I've had a wonderful time this week. I'm deeply grateful to Ta-Nehisi for giving me the chance, to the editorial crew at The Atlantic for making this work, and to the commentariat for redeeming my posts with your informed and engaging discussions. No thanks at all to Brendan Koerner, for his deeply irritating habit of closely following my best efforts with posts fairly flaunting his superior erudition and creativity. Or to Hua Hsu, for modeling how Culture channel blogging actually ought to be done. I'd rue my luck, being paired with these guys, but I've had too much fun reading their stuff.

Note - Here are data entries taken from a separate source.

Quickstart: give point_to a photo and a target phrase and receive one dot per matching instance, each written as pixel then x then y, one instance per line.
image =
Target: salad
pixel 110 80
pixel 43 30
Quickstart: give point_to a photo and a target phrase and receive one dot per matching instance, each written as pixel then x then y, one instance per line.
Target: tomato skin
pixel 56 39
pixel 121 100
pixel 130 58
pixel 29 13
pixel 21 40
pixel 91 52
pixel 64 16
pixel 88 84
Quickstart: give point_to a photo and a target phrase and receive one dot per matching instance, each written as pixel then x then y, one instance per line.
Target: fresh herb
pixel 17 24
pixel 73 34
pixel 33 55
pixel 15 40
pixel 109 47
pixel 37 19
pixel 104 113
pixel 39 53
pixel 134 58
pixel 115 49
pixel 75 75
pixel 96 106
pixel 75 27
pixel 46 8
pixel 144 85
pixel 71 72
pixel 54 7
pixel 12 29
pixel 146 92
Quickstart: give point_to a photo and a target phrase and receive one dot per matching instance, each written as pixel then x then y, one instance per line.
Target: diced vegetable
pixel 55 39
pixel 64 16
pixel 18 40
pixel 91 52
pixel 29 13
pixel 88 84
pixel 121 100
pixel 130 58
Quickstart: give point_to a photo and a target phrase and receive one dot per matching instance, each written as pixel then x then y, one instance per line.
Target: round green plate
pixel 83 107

There's a sci-fi book called Ender's Game, written back in 1985. It popped up in yesterday's discussion of what to do when bad people write good books, and it's been the inspiration for all kinds of strange things. One of its loveliest conceits is that, in the future, there will be digital message-boards on which people gather to exchange ideas:

With false names, on the right nets, they could be anybody. Old men, middle-aged women, anybody, as long as they were careful about the way they wrote. All that anyone would see were the words, their ideas. Every citizen started equal, on the nets.

And - for me, this was always the best part - if the ideas were interesting enough, and the writing engaging, someone might notice and offer the writer a column. For the last week, I had the chance to live out that fantasy. And how cool is that, really?